De votre point de vue, comment a évolué le menswear depuis le lancement de FTDF ? (dans la blogosphère et sur l’Internet de manière général)
FTDF a été lancé durant la période #menswear. Ainsi, à la suite de la crise financière, la mode masculine s’est recentrée sur ses fondamentaux et donc sur le tailoring. L’ivy league et le preppy étaient également prépondérant à cette période. À côté de cela, le style heritage/workwear était aussi très fort. Tout cela était en phase avec les discours résultant de la crise du type « buy less, buy better » qu’on entend à nouveau aujourd’hui. Il y avait un regain d’intérêt pour le travail des artisans, etc. Cette tendance a tenu quelques années avant de s’essouffler, le mouvement de fond de casualisation de l’avant crise a repris le dessus et les dernières années ont clairement été dominées par le sportswear au sens large et dans une moindre mesure le vêtement technique/outdoor. Il y a une plus grande attention qui est prêtée aux textures et à la cohérence des palettes de couleurs. L’exubérance a été délaissée au profit de plus de subtilité.
En outre, on constate que le vintage est sur le point d’exploser et de se démocratiser notamment chez les jeunes qui consomment différemment et pour qui il est désormais naturel de revendre des affaires pour en financer de nouvelles. Cela semble être une bonne chose.
Paradoxalement, même s’il y a une certaine uniformisation du fait d’internet, il semble que les gens ont davantage de style personnel aujourd’hui qu’il y a dix ans et qu’ils sont plus à l’aise avec le fait que celui-ci puisse évoluer avec le temps.
Est-ce que tout a déjà été dit sur le sujet ?
Beaucoup de choses ont déjà été dites donc on pourrait croire que c’est le cas mais cela est sans doute erroné. Si on se restreint à un tout petit périmètre, on risque effectivement d’avoir rapidement la sensation de tourner en rond. Mais en prenant du recul, il apparaît que le menswear est un sujet dynamique et multidimensionnel qui peut être traité aussi bien en regardant en arrière qu’en regardant vers l’avant. Nous sommes loin d’avoir fait le tour.

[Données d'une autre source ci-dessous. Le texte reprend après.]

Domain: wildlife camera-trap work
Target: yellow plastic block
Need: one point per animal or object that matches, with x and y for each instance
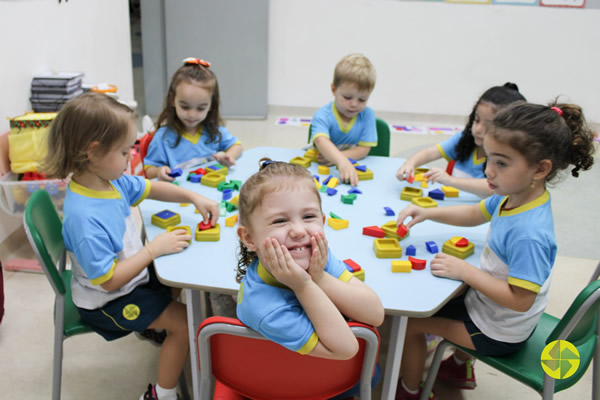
(311, 154)
(184, 227)
(165, 218)
(364, 176)
(401, 266)
(390, 228)
(209, 235)
(408, 193)
(303, 162)
(449, 191)
(425, 202)
(338, 224)
(212, 179)
(230, 221)
(450, 247)
(323, 170)
(387, 248)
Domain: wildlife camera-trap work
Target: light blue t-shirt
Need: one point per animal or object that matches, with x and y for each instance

Pensez-vous que les blogs écrits ont encore un avenir ? Comptez-vous ouvrir une chaîne YouTube ?
Les blogs écrits sont sans doute moins en vogue qu’ils ne l’étaient auparavant mais dès lors que le contenu est de qualité et qu’il est relayé convenablement sur les réseaux sociaux, il semble possible de trouver son audience.
La création d’une chaine YouTube ne fait pas partie de nos projets pour le moment. Cependant, nous ne l’excluons pas et nous allons sans doute explorer d’autres supports comme le podcast qui semble bien se prêter à ce que nous souhaitons faire
Pour finir, une question plus ouverte, auriez-vous un livre, un film, un artiste...à nous conseiller ?
Virgile : Rien à voir avec le sujet qui nous occupe : Al Green, toute sa discographie, que je (ré)écoute actuellement dans de bonnes conditions, étant amateur de Hifi.
PAL : En lien avec le sujet, Comment doit-on s’habiller, d’Adolf Loos pour sa critique de l’ornement. Également des Modes et des Hommes de Farid Chenoune si vous parvenez à mettre la main dessus.